Join Senator Reid to Talk About a Clean Energy Economy -National Clean Energy Summit 2.0
WHEN: August 10th 2009
WHERE: University of Nevada, Las Vegas, Cox Pavilion
WHAT: High-level industry leaders, scientists,
policy experts, and public officials, along with citizens and the
media, will gather in Nevada for a day-long summit hosted by the Center
for American Progress Action Fund, U.S. Senate Majority Leader Harry
Reid (D-NV), and the University of Nevada, Las Vegas. This year’s
summit will bring together the nation’s top minds including former Vice President Al Gore, energy executive T. Boone Pickens, White House Council on Environmental Quality Special Advisor Van Jones, Nevada State AFL-CIO executive Danny Thompson, and many others to chart a course for our nation's clean energy future.
WHY: 2009 provides a pivotal opportunity for our
nation to come together to define a policy agenda that accelerates the
deployment of clean energy and energy efficiency, creates good jobs,
advances energy independence, and ensures long term economic prosperity
for Nevada, the nation, and the world.
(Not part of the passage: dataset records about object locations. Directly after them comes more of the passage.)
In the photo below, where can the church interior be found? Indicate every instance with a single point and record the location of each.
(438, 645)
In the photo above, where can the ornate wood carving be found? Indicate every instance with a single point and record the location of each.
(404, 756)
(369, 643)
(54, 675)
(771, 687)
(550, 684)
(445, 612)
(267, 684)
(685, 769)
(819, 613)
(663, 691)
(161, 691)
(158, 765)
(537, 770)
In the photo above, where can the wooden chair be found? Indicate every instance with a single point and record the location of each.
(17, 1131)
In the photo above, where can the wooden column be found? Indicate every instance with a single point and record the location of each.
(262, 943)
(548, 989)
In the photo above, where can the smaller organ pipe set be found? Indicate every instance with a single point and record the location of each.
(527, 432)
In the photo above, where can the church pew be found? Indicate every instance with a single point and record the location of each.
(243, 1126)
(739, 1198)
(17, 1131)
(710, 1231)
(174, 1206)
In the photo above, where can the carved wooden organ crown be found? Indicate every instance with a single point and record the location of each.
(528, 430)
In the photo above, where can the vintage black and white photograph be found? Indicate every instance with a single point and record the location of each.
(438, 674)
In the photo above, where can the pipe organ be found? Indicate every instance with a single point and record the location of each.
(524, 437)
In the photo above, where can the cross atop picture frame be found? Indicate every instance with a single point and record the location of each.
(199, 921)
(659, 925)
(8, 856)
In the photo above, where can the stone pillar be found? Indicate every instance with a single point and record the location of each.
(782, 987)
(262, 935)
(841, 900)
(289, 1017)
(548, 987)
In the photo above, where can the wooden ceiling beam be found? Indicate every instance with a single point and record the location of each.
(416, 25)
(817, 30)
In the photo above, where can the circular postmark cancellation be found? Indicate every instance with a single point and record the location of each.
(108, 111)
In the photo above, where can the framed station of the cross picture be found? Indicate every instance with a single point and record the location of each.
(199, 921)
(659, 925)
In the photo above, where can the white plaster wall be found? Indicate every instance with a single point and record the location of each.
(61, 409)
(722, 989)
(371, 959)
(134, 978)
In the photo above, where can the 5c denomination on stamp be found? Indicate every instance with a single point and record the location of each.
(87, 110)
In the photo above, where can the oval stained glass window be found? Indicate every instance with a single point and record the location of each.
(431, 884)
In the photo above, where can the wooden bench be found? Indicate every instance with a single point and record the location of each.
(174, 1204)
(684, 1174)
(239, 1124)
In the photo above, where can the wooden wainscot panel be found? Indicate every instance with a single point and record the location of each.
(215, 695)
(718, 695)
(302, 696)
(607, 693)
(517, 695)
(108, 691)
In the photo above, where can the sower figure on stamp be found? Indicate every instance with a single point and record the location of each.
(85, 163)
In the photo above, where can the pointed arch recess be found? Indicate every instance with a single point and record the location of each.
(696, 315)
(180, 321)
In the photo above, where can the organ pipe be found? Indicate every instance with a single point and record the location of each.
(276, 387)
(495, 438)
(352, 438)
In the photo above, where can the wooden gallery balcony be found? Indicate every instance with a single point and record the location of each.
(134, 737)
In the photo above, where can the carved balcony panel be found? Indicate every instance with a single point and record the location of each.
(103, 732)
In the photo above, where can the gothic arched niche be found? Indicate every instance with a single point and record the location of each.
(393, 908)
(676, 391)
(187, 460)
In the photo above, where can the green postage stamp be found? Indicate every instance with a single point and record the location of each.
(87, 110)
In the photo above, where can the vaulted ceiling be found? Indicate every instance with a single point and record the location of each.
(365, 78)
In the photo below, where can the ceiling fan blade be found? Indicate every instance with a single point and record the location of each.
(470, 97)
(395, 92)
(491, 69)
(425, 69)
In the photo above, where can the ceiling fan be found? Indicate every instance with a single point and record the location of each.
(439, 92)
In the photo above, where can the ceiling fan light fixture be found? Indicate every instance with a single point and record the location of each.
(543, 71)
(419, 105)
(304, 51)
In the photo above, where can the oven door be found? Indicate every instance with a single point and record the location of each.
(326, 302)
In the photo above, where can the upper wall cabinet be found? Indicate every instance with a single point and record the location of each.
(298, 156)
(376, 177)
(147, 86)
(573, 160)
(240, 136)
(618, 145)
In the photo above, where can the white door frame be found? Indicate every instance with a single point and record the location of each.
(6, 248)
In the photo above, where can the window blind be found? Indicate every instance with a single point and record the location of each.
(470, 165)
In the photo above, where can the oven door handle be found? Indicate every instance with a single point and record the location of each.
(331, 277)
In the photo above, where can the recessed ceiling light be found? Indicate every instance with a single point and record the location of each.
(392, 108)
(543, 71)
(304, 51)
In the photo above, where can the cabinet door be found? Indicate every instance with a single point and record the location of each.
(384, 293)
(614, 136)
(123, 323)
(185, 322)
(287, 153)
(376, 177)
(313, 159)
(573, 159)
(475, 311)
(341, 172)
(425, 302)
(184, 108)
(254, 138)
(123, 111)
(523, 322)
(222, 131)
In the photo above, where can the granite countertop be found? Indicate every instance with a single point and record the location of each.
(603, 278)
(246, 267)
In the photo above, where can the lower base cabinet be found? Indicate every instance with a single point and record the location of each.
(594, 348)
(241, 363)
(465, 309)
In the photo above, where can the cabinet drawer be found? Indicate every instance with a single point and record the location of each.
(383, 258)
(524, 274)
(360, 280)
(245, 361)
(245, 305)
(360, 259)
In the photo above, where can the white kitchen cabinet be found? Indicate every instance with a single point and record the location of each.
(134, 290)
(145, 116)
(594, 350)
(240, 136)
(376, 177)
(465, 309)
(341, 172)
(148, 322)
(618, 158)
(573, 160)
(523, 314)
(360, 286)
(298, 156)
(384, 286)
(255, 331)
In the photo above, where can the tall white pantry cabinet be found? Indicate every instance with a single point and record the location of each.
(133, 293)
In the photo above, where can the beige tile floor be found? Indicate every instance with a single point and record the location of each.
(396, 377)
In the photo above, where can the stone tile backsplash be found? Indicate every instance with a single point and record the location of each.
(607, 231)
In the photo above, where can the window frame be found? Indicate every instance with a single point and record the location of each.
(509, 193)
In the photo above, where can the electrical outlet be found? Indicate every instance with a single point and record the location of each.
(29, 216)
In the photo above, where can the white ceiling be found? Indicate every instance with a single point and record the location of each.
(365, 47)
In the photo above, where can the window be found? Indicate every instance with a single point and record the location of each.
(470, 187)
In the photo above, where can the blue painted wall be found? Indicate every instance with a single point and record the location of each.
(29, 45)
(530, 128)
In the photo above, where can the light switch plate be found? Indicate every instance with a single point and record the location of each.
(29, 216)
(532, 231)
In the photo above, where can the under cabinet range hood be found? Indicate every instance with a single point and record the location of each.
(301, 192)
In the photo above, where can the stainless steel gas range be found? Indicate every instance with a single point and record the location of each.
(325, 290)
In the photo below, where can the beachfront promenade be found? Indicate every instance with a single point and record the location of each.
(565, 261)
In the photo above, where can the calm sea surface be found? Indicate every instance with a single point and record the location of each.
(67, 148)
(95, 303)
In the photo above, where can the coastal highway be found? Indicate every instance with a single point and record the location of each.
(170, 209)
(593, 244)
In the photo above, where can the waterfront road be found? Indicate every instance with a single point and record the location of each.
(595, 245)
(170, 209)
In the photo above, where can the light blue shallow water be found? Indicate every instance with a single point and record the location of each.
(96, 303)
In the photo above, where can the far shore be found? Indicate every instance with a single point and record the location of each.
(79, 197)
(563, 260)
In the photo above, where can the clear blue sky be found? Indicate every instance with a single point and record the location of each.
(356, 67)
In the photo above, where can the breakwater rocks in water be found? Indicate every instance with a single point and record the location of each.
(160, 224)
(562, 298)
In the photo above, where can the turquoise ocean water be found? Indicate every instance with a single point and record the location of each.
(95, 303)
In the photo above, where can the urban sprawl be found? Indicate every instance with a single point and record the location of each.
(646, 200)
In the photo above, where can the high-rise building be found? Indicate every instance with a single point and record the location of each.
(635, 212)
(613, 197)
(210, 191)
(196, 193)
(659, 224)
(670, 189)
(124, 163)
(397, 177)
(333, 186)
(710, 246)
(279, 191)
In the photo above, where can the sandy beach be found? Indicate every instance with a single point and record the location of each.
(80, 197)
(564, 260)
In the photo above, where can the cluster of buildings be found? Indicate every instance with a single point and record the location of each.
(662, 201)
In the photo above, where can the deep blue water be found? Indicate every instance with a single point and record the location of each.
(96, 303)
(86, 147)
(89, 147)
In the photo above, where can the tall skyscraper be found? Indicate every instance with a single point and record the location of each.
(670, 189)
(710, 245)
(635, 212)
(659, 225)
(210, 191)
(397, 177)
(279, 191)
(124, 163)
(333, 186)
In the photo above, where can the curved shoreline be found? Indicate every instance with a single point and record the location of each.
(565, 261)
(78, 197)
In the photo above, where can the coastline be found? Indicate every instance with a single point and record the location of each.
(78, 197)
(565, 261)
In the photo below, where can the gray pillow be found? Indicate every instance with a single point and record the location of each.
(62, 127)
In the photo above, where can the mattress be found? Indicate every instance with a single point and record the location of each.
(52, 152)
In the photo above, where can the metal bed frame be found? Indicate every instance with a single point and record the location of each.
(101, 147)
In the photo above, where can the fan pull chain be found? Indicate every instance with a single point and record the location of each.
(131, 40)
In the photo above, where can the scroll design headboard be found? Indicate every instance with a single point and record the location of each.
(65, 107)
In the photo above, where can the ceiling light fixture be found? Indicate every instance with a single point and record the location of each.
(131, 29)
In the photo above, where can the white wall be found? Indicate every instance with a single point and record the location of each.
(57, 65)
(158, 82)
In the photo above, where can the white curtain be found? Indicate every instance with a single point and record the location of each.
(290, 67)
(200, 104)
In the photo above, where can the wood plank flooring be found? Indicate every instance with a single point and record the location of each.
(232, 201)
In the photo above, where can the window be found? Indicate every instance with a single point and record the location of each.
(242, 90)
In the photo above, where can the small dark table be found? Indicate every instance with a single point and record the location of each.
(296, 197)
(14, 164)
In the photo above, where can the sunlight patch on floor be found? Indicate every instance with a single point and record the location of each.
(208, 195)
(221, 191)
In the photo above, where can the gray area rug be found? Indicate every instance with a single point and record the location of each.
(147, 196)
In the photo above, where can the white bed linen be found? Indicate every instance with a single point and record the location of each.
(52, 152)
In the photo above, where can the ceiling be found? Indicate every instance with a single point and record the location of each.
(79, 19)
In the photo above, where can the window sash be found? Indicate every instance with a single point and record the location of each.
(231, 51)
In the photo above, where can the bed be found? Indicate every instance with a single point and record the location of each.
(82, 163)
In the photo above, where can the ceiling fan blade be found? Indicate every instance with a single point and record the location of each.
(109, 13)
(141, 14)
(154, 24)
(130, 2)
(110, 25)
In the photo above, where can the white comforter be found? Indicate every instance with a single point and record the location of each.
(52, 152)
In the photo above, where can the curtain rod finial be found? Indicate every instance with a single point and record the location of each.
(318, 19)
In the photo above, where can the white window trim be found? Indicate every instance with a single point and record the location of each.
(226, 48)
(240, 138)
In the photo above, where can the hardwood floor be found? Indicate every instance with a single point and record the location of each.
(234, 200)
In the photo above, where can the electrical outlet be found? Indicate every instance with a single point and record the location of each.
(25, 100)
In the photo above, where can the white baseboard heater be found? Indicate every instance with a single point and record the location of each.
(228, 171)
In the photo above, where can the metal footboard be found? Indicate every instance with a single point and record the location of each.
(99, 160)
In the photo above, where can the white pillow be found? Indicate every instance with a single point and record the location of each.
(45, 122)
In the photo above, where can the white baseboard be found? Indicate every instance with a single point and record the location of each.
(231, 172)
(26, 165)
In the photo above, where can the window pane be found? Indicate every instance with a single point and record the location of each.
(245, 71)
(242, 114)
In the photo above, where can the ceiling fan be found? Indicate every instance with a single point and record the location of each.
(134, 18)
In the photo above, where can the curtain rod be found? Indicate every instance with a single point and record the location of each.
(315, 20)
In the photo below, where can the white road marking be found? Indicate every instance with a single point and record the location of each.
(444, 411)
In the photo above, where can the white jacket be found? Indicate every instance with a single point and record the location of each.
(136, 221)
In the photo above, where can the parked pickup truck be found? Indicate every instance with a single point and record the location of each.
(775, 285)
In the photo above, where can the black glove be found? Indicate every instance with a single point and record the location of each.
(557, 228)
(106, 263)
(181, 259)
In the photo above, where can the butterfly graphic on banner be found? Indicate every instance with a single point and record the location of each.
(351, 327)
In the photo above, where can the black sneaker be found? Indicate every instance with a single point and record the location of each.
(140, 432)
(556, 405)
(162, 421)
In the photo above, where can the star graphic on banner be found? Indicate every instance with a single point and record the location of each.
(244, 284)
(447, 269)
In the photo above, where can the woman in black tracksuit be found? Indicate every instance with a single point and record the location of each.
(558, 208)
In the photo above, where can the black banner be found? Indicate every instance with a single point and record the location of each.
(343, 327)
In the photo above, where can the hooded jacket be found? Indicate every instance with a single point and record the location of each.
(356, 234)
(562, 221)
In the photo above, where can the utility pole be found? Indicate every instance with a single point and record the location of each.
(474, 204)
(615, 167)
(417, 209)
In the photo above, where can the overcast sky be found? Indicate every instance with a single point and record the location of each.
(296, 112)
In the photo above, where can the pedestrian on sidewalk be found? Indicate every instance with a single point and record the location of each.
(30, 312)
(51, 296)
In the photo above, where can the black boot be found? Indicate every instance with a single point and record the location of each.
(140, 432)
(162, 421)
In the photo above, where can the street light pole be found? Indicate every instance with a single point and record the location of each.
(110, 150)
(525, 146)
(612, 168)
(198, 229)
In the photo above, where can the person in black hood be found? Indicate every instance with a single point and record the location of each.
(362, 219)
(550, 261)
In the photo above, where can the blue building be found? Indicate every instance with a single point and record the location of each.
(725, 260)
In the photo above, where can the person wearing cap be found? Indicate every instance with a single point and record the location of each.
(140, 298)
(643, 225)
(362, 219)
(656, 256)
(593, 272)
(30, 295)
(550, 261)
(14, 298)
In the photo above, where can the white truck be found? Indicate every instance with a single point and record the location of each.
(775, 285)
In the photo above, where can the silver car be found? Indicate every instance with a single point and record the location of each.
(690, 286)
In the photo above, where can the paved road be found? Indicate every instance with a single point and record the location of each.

We hope you will join the
conversation.
Nevada is at the epicenter in the debate of how America should generate
and use energy in the future. Nevada has abundant clean energy sources
such as solar, wind, geothermal, and efficiency technologies that could
be developed to meet its future energy needs. The question is whether
Nevadans—and all Americans—will shift to a clean energy economy that
creates less expensive and more efficient energy, cleaner air, clean
energy markets, and the creation of good new jobs that strengthen and
grow our economy in Nevada, the nation, and the world.
We owe it to our children and grandchildren to protect the air they
breathe and our nation’s great outdoors. Nevada has the opportunity to
do that and lead the nation in a clean energy revolution by developing
clean, renewable energy and efficiency technologies that will meet the
state’s current and future energy demands.
Once again, America can lead the way. Developing new technologies will
result in a robust clean energy economy our country can be proud of
while creating good-paying jobs and diversifying our economy while not
polluting our air.
This is our vision for America’s future. And the National Clean Energy Summit is a pivotal opportunity to help get us there.